Und das noch: ich weiß inzwischen, was ein Sweatshop in Ostasien ist, ich habe das gegoogelt,  hier können Sie das nachlesen, warum das Mist ist, meistens jedenfalls, aber die Fachleute streiten noch darüber.

Ach so, und nochwas: Ja, ich war auch schon mal in Afrika, vier Wochen tief im Busch, in Karonga, Malawi. Malawi wird gerne mit Mali verwechselt, ist aber woanders. Eines der ärmsten Länder dieser Welt und eines derer mit der höchsten Aids-Rate. Ein sogenannter Kinderstaat, wo Du als 40jährige schon als sehenswürdige Greisin angestarrt wirst, weil so alte Leute äußerst selten sind. Es war definitiv eine der spannendsten und verstörendsten Reisen meines bisherigen Lebens, ich habe, im Schlepptau von Entwicklungshelfern vielerlei Profession, täglich zweimal nicht gewußt, ob ich nun hysterisch lachen oder weinen soll, ich habe vieles mit eigenen Augen gesehen, von dem ich wohl wußte, daß es sowas gibt, viel Erschütterndes und auch viel Fröhliches, ich möchte diese Zeit nicht missen, aber ich bezweifle im Nachhinein durchaus, daß diese Reise mein Leben oder gar die Welt verändert hat.

Aber vielleicht bin ich auch wirklich spießig und seßhaft geworden mit den Jahren. Oder das Landleben, als Berlinerin im Oudewald, ist mir exotisch genug, wer weiß das schon.

 

 

 

9 Kommentare zu “Vom Reisen.”

  1. Waaaaaas, du bist ja ganz nah , so gute 30 Minuten von mir entfernt.
    Also ich empfinde es schon als Urlaub wenn ich auf meiner Terrasse sitzen darf
    oder mir Teile von Deutschland anschaue, gesehen hab ich noch lange nicht alles.
    Spanien, Italien, selbst Österreich oder gar Malediven oder Afrika, das brauch ich
    nicht. Der Herr Urlaub ist schon komisch.
    Aber wie heißt es so schön, jedem das seine.
    Ich wünsche noch einen schönen Urlaub!

      1. Richtung Markgräflerland, grob Lörrach/Basel.
        wenn du auf meinem Blog auf Lieblingsunterkünfte schaust und
        Auf Haus am Blauenbach klickst, könnte das dein nächster Urlaub werden,
        Ich arbeite dort und würde dir tgl.das Bett machen, zu dem bekommst du
        Nur Hausgemachtes, keene Schrippen, hier gibt’s selbst gebackenes Brot,
        Ein Bauernbrot und ein Nussbrot, leckere Brotaufstriche usw.

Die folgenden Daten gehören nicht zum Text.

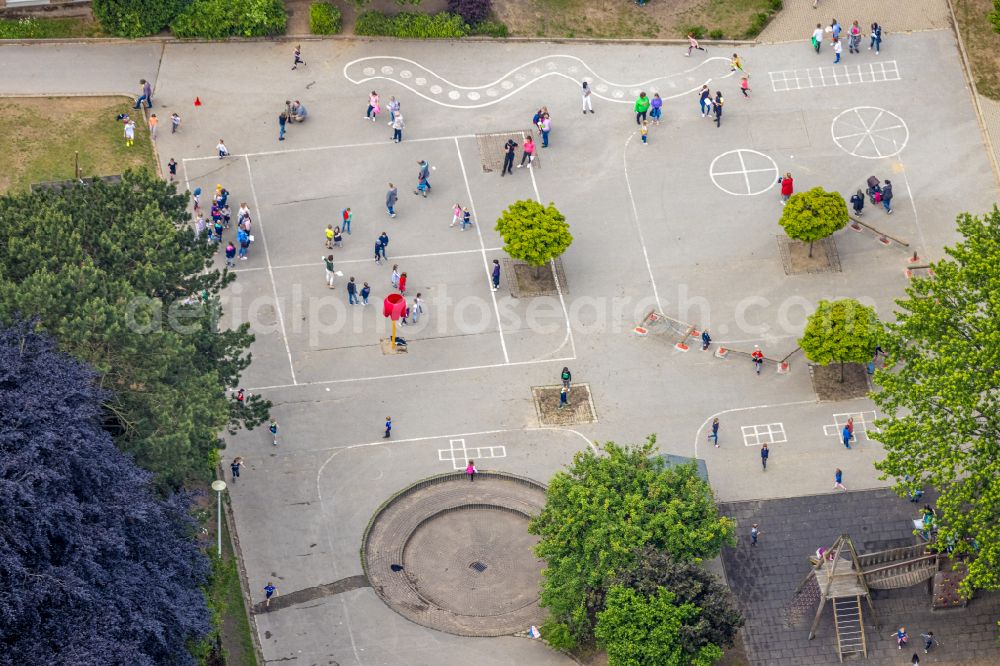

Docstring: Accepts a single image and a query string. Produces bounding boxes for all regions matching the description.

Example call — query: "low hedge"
[171,0,286,38]
[354,11,508,39]
[310,1,342,34]
[355,11,467,38]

        Für einige ist es KEIN Urlaub, wenn sie keine Croissants und frische
        aufgeblasene Brötchen bekommen….scheint für einige ein wichtiges Urlaubs-
        Feeling zu sein….

        1. Huch, dann bin ich im letzten Jahr bei Dir vorbeigelaufen, da gings zu Fuß von Basel nach Freiburg. Und ich bin hier am Kaiserstuhl tatsächlich in einem hochoffiziellen Bio-Hotel gelandet, sehr nett.

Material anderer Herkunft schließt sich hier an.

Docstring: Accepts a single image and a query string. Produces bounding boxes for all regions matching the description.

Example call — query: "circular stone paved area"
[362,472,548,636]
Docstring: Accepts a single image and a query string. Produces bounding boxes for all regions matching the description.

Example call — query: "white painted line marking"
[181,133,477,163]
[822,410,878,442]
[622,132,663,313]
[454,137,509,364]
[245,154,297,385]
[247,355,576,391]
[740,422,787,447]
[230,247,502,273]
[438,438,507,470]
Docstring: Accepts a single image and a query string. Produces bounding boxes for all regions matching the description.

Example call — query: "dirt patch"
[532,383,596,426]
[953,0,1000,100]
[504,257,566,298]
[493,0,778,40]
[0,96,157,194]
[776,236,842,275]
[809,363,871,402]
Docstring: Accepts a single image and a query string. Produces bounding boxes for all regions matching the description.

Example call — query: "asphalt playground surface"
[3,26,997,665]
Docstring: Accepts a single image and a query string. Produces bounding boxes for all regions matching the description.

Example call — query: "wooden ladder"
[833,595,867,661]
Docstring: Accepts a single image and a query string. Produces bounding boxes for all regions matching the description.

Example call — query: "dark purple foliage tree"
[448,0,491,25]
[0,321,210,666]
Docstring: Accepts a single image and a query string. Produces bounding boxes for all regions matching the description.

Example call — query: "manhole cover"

          1. Aaaah, dort bist du gelandet, ja da ist es wunderbar, vor allem
            die Holzböden usw. wäre ja bei mir immer sehr wichtig, mit
            meiner sch…Hausstauballergie, wenn du mich umbringen willst,
            sperr mich in ein Zimmer mit Teppichboden.
            Dann genieße deinen Urlaub!

  2. Farin Urlaub bei SWR4? Das glaub’ ich jetzt nicht, oder…? Die Primär-Zielgruppe von SWR4 hat dabei doch nur zugehört, in der Hoffnung billiger an Stützstrümpfe zu kommen, oder…?
    ;-)

    1. Nein, der Sender ist der SWR, für den arbeite ich, bekanntermaßen dort für alle Wellen. Herr Urlaub war bei SWR3 weltweit. (Auch, wenn das in bawü nicht so viel gehört wird wie SWR 4, was für Herrn Urlaub so gesehen schade ist). Im übrigen ist der Durchschnittliche Hörer von SWR4 wiederum 52 Jahre und vom Lande, also so wie du und ich, statistisch. Eher nix mit Stützstrümpfen. Es sei denn…. Sollten wir reden, Matthias??? :-)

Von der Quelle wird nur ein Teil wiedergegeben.